Tennessee, which took out the Taters in the Orange Bowl, had nearly 60,000 folks watch Nico Iamaleava and Joe Milton fight it out at Neyland. But scoring wasn’t a problem for the Vols a season ago. Will they get their defense together? We can’t know that for sure because a lot of Tennessee’s firepower at the skill spots on offense didn’t play in the game.
Then Billy Napier’s Gators… yikes. It was bad. I mean, Clemson didn’t look good on offense - scoring only a couple touchdowns. But the Taters were running offensive circles around what the Gators put out there this week.
I’m not sure Florida has a starting quarterback right now. Florida’s spring game was the lowest-scoring in school history. Y’all, Florida combined to put up 17 points. 17. New defensive coordinator Austin Armstong was caught on camera celebrating his side’s performance by what looked like him acting as if he were masterbaiting towards (or on) another staff member after the game.
That’s how well things are going in Gainesville.
Then you’ve got UGA XI - Boom - already a crowd favorite. Little man wasn’t too eager to hit the turf at Sanford Stadium at first. The PA system at Georgia is very, very loud. I totally understand being scared half to death of that rattling sound if you’ve never heard it before.

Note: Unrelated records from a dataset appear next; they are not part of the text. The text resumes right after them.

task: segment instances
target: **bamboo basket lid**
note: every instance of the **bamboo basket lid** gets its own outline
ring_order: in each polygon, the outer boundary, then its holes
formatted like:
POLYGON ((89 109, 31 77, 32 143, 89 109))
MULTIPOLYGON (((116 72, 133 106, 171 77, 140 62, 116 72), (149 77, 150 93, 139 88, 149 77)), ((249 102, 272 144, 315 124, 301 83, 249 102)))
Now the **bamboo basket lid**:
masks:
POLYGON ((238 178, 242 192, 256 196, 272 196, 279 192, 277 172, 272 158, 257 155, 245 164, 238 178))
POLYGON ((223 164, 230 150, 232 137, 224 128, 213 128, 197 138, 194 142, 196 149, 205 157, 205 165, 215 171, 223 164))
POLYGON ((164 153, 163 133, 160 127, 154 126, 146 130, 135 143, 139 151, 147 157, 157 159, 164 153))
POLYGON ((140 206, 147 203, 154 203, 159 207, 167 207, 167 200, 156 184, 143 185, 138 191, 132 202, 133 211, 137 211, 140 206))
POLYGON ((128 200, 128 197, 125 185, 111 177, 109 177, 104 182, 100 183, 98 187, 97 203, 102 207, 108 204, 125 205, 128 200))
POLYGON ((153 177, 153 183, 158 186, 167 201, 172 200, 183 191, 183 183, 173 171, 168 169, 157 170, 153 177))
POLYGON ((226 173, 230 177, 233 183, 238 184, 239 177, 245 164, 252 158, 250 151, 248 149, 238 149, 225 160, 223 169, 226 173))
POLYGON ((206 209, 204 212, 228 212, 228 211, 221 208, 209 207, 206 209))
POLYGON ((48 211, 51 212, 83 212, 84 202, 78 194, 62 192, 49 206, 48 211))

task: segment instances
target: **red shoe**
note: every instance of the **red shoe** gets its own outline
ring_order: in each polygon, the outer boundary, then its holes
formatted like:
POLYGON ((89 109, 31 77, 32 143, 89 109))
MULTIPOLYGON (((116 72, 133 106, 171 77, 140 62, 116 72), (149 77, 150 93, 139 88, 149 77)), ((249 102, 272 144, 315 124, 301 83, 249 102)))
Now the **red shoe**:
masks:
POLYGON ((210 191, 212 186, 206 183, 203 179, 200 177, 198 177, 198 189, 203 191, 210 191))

But for the most part when Boom got to the grass, and the PA wasn’t so loud he started frolicking around - No, not like the Florida defensive coordinator… it was more wholesome than that. He was playing around - Que was like… cool man, do your thing. I am about to hit that ice bag over there. Get me a Chick-fil-A sando when head my way.
Boom is a beautiful animal up close. He’s young and happy. It was time for a change. UGA X had been in charge since 2015, and let me tell you anyone in the program that survived that year and has seen everything since deserves a break.
2015 was not a normal year in Athens. Nearly a decade later that’s even more clear than it was at the time. UGA X leaves as the winningest mascot in Georgia history. We don’t know what the future holds, but Boom probably has a good chance to top that.